As many as 55,000 attorneys in the U.S. are likely to face an allegation of professional liability in any given year, and it is estimated that there is a 50 percent chance that a lawyer in private practice for 25 years will be the subject of at least one disciplinary complaint or malpractice claim. This makes lawyers professional liability (LPL) insurance an essential part of any law practice.
Some key issues to consider regarding your LPL insurance:
Terms of Coverage
Policy language may vary, but there are many common provisions and types of coverage. Some commonly covered risks include:
- Coverage for all legal services provided by the firm.
- Individual lawyers or non-lawyers are covered for services not performed on behalf of the firm.
- Acts other than those on behalf of the named insured, such as pro bono activities.
- Other business pursuits with clients of the firm.
- Coverage for any services crucial to the firm.
The policy will name who falls within the definition of “Insured” for the purposes of the LPL coverage. For example, does it include former members of the firm, or contract lawyers hired only to work on specific matters? Or does the definition limit coverage to services rendered on behalf of the firm, excluding outside activities or work with a former firm?
There has likely never been an insurance policy of any kind that does not contain exclusions or exceptions to coverage, making it extremely important to review the entire policy, not just the “Exclusions” section. There may be terms, conditions, requirements, and endorsements included throughout the policy that limit or void coverage.
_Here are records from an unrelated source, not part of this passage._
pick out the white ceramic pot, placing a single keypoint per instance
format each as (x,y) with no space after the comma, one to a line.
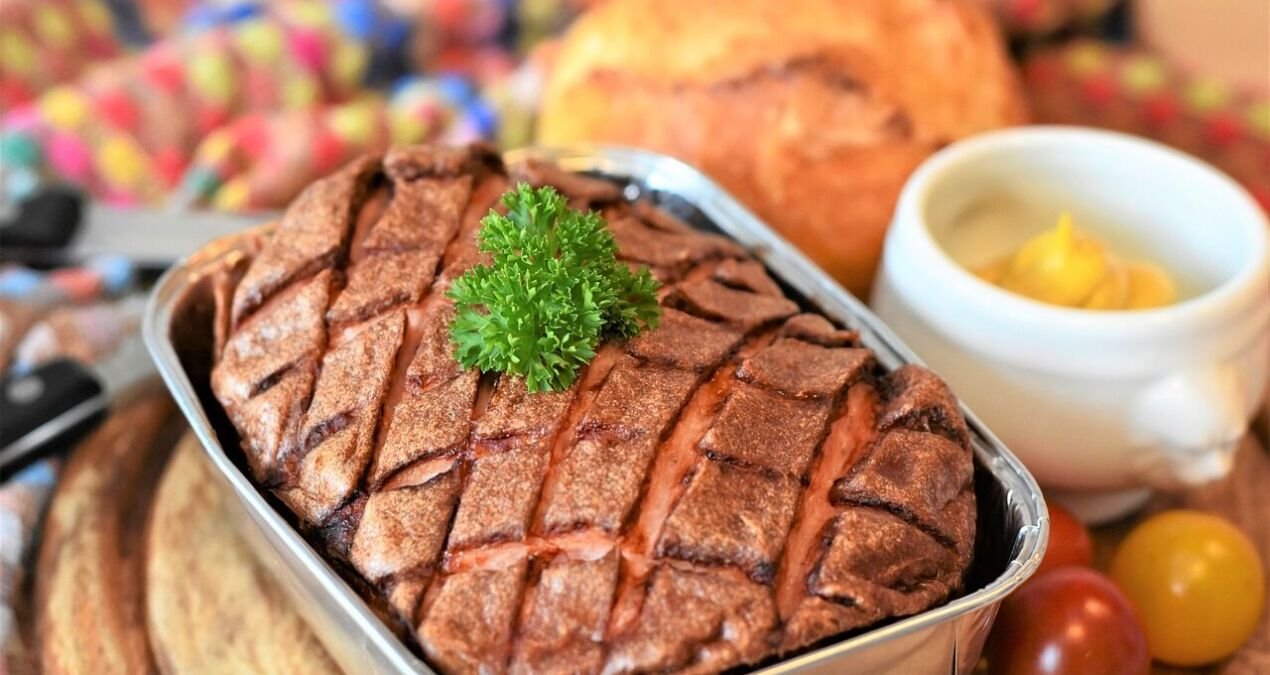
(1101,406)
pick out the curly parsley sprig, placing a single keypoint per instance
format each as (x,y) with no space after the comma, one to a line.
(554,291)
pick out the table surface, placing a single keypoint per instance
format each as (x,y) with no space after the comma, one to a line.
(198,573)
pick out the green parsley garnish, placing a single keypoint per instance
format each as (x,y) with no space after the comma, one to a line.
(554,291)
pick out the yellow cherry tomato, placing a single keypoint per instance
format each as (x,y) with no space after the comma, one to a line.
(1198,585)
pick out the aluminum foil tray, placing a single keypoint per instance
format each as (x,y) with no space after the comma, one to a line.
(1012,525)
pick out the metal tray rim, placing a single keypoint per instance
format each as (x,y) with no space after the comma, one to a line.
(1020,487)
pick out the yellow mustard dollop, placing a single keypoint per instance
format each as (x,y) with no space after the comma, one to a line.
(1067,267)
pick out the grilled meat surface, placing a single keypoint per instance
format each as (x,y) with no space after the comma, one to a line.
(742,482)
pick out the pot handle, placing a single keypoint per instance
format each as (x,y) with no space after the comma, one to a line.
(1189,426)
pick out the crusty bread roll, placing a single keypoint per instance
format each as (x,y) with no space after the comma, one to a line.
(812,112)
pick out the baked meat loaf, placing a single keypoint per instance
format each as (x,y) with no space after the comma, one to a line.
(742,482)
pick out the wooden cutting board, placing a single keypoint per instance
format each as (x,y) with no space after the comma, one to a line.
(210,608)
(89,581)
(206,606)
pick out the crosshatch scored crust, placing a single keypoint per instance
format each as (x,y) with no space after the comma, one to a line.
(739,483)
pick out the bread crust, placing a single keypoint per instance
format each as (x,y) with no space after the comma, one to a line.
(813,115)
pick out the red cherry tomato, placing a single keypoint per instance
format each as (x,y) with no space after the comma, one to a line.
(1069,544)
(1067,620)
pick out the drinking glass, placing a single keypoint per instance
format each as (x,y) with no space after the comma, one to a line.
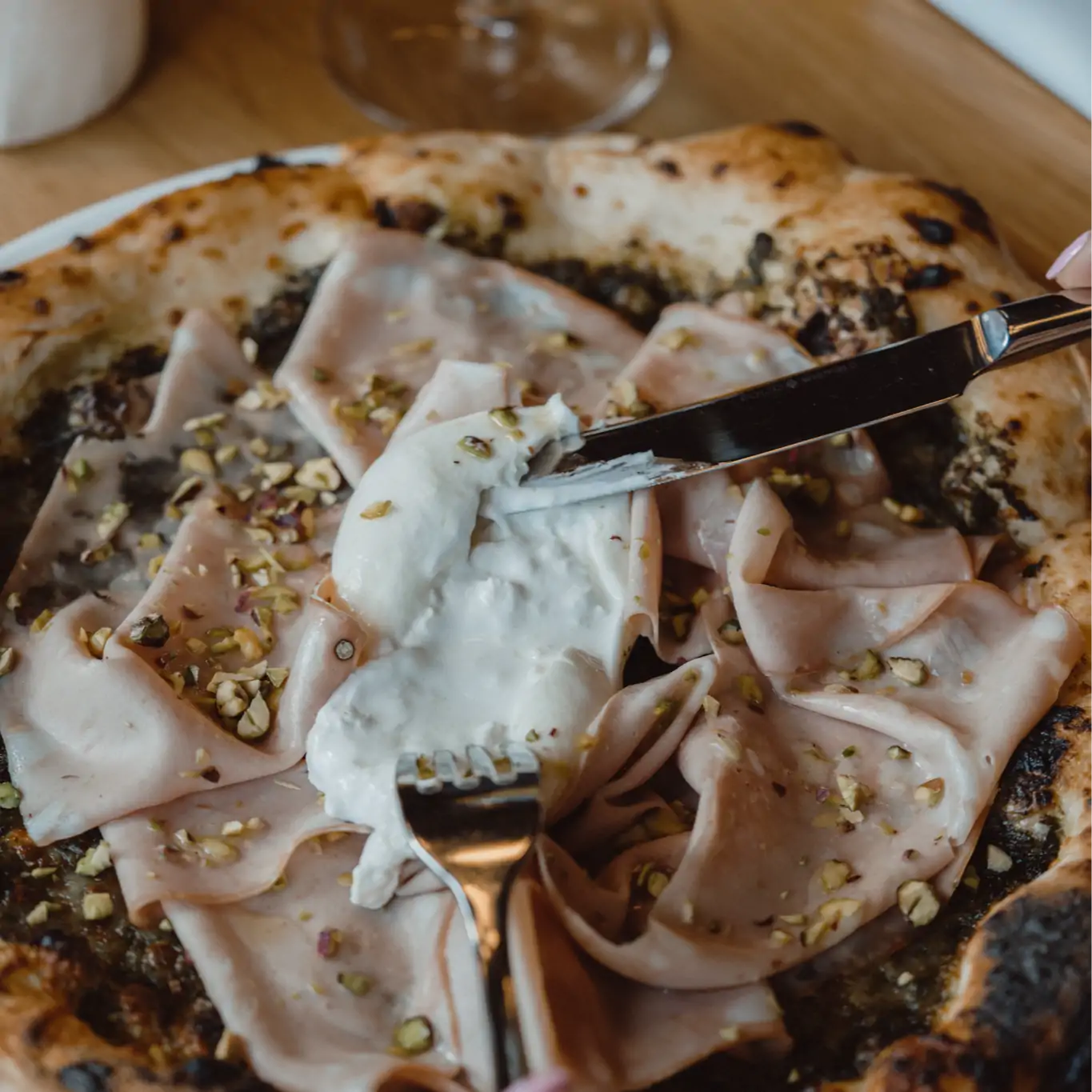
(533,66)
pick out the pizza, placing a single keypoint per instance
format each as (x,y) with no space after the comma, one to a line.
(813,732)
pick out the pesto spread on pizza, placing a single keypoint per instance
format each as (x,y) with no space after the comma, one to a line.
(810,727)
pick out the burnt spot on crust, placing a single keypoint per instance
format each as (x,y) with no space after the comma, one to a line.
(273,326)
(837,305)
(263,161)
(637,295)
(930,1062)
(798,128)
(512,218)
(86,1077)
(1029,781)
(934,275)
(932,230)
(972,215)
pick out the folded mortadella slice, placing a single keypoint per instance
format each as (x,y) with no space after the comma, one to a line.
(123,675)
(613,1033)
(318,989)
(222,846)
(391,305)
(847,750)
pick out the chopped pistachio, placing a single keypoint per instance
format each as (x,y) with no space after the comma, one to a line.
(98,906)
(230,1047)
(678,338)
(476,446)
(151,631)
(254,722)
(216,851)
(854,793)
(41,912)
(113,517)
(277,473)
(655,882)
(413,1037)
(918,901)
(95,861)
(377,510)
(505,416)
(329,942)
(42,622)
(750,691)
(413,347)
(870,667)
(930,792)
(834,875)
(909,670)
(358,984)
(230,699)
(197,461)
(319,474)
(249,645)
(834,910)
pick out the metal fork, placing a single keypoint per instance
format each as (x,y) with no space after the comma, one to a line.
(473,828)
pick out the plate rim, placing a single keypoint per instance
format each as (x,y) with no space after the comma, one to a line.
(93,218)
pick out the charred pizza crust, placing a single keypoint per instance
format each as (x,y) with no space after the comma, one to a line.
(774,221)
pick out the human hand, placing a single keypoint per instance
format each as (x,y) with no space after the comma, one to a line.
(1073,268)
(552,1080)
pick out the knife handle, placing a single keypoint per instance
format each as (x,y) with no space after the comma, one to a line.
(1029,328)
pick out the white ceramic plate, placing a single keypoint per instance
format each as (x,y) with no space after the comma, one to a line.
(90,218)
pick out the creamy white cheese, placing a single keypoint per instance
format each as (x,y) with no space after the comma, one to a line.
(482,629)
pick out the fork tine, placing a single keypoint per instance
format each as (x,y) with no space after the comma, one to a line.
(522,758)
(443,762)
(482,763)
(406,769)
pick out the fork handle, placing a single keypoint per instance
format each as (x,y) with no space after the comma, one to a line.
(485,913)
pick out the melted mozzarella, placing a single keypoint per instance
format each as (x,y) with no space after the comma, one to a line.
(482,629)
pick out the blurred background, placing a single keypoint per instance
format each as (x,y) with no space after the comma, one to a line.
(900,83)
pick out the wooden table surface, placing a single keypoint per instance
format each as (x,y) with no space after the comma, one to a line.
(894,81)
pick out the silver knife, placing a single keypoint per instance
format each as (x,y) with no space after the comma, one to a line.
(810,406)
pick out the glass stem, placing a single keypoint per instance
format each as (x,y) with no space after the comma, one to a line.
(486,14)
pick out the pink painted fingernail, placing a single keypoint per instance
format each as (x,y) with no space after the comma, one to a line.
(552,1080)
(1068,254)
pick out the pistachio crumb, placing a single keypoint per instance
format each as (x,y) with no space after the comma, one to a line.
(98,906)
(918,902)
(909,670)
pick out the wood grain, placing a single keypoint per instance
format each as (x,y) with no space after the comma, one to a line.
(892,80)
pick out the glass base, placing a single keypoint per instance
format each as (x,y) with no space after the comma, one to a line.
(550,66)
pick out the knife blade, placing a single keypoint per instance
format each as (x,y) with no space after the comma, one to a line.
(806,406)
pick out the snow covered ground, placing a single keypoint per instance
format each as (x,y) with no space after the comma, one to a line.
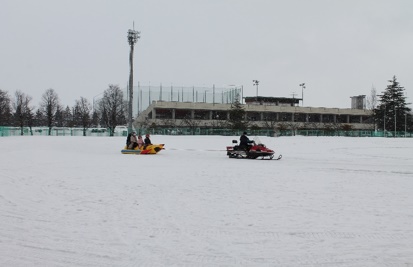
(331,201)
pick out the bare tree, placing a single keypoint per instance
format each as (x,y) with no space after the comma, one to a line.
(112,108)
(372,99)
(83,114)
(191,123)
(22,109)
(49,105)
(5,108)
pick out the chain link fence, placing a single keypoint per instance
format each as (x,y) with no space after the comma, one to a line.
(122,131)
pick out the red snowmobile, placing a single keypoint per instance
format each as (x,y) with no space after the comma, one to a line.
(252,151)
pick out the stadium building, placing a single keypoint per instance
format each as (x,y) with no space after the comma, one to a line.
(210,108)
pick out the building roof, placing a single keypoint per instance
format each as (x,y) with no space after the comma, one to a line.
(268,99)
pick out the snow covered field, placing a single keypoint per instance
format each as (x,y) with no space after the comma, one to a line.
(331,201)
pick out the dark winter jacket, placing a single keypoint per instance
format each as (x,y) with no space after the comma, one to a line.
(244,140)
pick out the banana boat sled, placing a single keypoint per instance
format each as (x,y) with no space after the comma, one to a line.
(149,149)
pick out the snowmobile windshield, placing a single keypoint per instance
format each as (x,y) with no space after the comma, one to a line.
(257,140)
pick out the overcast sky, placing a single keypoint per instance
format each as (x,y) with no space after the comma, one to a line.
(337,48)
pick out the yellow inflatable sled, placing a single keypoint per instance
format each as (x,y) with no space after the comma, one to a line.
(149,149)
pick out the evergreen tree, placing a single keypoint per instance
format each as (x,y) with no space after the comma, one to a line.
(390,112)
(237,115)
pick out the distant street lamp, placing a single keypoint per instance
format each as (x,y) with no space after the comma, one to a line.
(384,121)
(302,93)
(405,124)
(133,37)
(255,82)
(395,121)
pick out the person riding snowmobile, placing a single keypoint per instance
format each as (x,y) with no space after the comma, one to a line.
(245,142)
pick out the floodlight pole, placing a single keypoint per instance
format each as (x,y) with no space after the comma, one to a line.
(302,93)
(405,124)
(133,37)
(255,82)
(395,118)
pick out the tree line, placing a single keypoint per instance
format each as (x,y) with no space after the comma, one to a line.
(19,110)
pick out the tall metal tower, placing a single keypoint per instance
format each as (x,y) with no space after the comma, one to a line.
(133,37)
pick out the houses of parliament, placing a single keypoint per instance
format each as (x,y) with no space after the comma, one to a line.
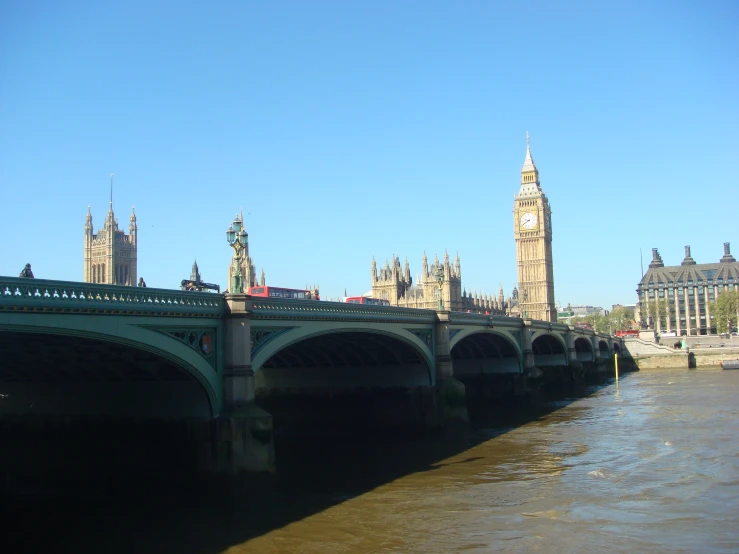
(111,257)
(532,298)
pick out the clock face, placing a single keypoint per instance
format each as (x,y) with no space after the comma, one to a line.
(528,220)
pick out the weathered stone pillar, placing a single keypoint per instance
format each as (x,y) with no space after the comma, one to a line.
(686,299)
(450,397)
(529,367)
(570,339)
(708,309)
(242,434)
(677,312)
(697,310)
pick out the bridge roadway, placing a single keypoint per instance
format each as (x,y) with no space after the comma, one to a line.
(76,349)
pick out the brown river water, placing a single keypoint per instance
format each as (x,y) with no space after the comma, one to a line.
(650,465)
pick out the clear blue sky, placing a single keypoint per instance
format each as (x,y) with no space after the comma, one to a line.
(348,130)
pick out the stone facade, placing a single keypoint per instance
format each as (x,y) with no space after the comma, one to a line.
(532,228)
(684,293)
(111,255)
(395,284)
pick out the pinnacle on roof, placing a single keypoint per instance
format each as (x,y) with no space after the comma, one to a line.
(528,163)
(727,258)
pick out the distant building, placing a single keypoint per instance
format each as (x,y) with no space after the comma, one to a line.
(579,311)
(248,272)
(111,255)
(394,283)
(532,224)
(677,298)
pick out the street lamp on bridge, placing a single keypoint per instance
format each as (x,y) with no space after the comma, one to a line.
(238,239)
(440,282)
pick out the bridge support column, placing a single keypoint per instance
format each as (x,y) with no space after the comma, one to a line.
(449,399)
(529,367)
(241,437)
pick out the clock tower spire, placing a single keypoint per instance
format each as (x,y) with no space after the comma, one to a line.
(532,229)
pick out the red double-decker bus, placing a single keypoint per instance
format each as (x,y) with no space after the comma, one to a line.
(279,292)
(366,300)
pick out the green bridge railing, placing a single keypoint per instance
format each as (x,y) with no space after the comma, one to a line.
(45,295)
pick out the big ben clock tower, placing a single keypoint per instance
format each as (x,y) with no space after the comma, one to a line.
(532,224)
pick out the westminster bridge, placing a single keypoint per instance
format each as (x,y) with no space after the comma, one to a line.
(229,363)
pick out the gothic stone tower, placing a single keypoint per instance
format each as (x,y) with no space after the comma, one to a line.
(110,255)
(532,224)
(247,265)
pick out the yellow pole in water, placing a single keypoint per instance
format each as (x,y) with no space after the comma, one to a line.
(615,360)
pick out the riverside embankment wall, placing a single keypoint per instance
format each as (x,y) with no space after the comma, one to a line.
(648,355)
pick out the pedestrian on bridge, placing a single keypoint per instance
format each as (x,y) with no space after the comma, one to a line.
(27,272)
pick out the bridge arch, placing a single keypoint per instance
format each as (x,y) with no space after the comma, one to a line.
(549,350)
(139,371)
(584,350)
(325,356)
(480,351)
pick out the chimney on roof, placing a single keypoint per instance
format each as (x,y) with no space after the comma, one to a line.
(656,259)
(728,258)
(688,259)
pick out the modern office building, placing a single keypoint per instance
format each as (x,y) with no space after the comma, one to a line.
(678,298)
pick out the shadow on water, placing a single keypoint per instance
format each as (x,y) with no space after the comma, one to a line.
(58,497)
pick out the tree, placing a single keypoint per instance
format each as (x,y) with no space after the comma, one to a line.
(724,310)
(657,310)
(621,318)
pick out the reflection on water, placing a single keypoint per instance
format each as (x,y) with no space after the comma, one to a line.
(650,466)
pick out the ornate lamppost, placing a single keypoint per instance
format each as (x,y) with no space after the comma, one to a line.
(238,239)
(440,282)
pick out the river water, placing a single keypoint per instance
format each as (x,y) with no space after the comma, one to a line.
(648,465)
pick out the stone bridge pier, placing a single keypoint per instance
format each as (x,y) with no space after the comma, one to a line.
(241,437)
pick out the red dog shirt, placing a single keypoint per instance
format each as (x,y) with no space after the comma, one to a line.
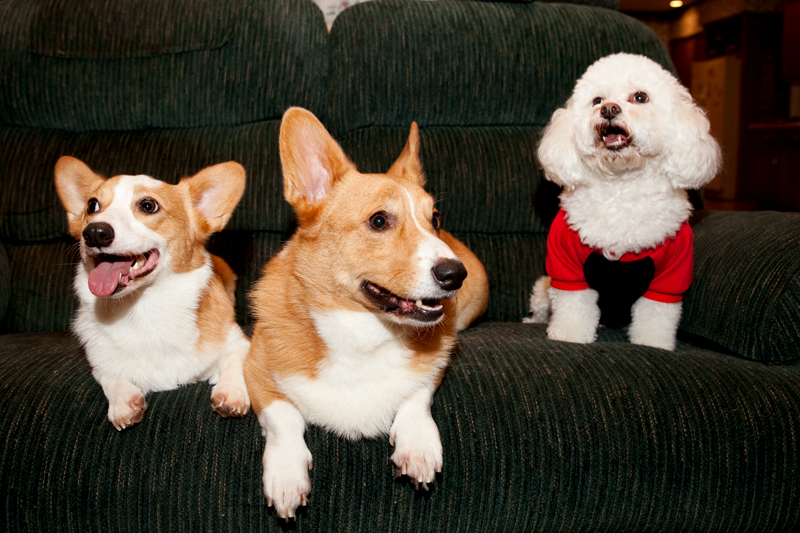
(673,259)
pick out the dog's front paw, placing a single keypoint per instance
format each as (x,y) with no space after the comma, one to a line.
(418,450)
(286,480)
(575,316)
(125,411)
(230,401)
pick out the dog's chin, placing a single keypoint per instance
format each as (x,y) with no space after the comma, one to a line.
(420,312)
(115,276)
(615,149)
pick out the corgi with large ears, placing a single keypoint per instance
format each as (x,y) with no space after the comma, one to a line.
(358,314)
(156,310)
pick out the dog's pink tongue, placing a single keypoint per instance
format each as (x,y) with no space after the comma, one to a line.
(103,280)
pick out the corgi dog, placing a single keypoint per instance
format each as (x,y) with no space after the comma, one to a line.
(155,309)
(356,317)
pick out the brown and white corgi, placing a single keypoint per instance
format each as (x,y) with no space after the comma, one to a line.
(358,314)
(156,310)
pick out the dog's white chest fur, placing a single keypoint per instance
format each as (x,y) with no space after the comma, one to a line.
(362,382)
(149,337)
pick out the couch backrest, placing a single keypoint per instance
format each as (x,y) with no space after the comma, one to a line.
(481,79)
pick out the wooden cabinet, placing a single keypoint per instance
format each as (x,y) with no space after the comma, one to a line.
(774,166)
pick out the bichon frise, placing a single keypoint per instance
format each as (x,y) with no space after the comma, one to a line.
(628,144)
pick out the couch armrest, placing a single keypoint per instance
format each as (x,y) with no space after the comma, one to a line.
(746,291)
(5,284)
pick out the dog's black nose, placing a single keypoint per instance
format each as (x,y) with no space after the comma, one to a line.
(449,274)
(609,111)
(98,235)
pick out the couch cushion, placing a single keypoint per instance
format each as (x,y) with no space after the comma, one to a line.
(611,4)
(123,65)
(5,283)
(537,435)
(746,292)
(468,63)
(30,209)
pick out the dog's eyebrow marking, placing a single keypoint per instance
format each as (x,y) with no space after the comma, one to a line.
(440,249)
(413,212)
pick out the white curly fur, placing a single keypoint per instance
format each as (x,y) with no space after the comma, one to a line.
(632,198)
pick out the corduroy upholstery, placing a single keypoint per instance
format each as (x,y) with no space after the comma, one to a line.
(538,435)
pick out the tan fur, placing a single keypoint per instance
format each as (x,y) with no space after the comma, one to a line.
(332,251)
(187,214)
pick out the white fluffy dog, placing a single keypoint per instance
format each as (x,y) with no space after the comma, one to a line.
(625,149)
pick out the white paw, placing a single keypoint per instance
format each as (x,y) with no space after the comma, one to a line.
(286,480)
(654,323)
(286,458)
(418,449)
(230,400)
(539,305)
(126,410)
(575,316)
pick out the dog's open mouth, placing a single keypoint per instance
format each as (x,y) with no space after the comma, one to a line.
(424,310)
(614,137)
(112,273)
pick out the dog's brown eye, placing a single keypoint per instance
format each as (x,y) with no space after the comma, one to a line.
(148,205)
(379,221)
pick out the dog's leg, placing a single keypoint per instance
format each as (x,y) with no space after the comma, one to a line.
(539,302)
(418,447)
(126,403)
(654,323)
(229,396)
(575,315)
(286,458)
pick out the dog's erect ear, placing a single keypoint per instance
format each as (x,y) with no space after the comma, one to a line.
(693,157)
(75,184)
(558,153)
(312,160)
(408,164)
(215,191)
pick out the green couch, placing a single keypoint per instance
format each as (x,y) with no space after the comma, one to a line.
(538,435)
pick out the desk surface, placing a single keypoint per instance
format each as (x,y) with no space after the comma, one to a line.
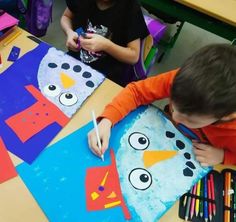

Some common exclusions include criminal acts, intentional or malicious acts, and claims for injunctive or declaratory relief.
Almost all policies have deductibles, and the higher the deductible, the lower the premium. But you should pick a deductible that you can afford to pay, not just one that lowers your premium to a level you prefer. Payment of the deductible is a precondition to the carrier being obligated to paying its limits.
Prior Acts Coverage
Prior acts, also known as “tail coverage,” is coverage for claims that are made after a claims-made policy is terminated, extending the reporting or discovery period. Any lawyer who retires or goes into public service should consider prior acts coverage, and those changing firms need to make certain they will be covered under their old firm’s policy for any errors or omissions that may have occurred while they worked there, and under their new firm’s policy for any accrue after they start at their new firm.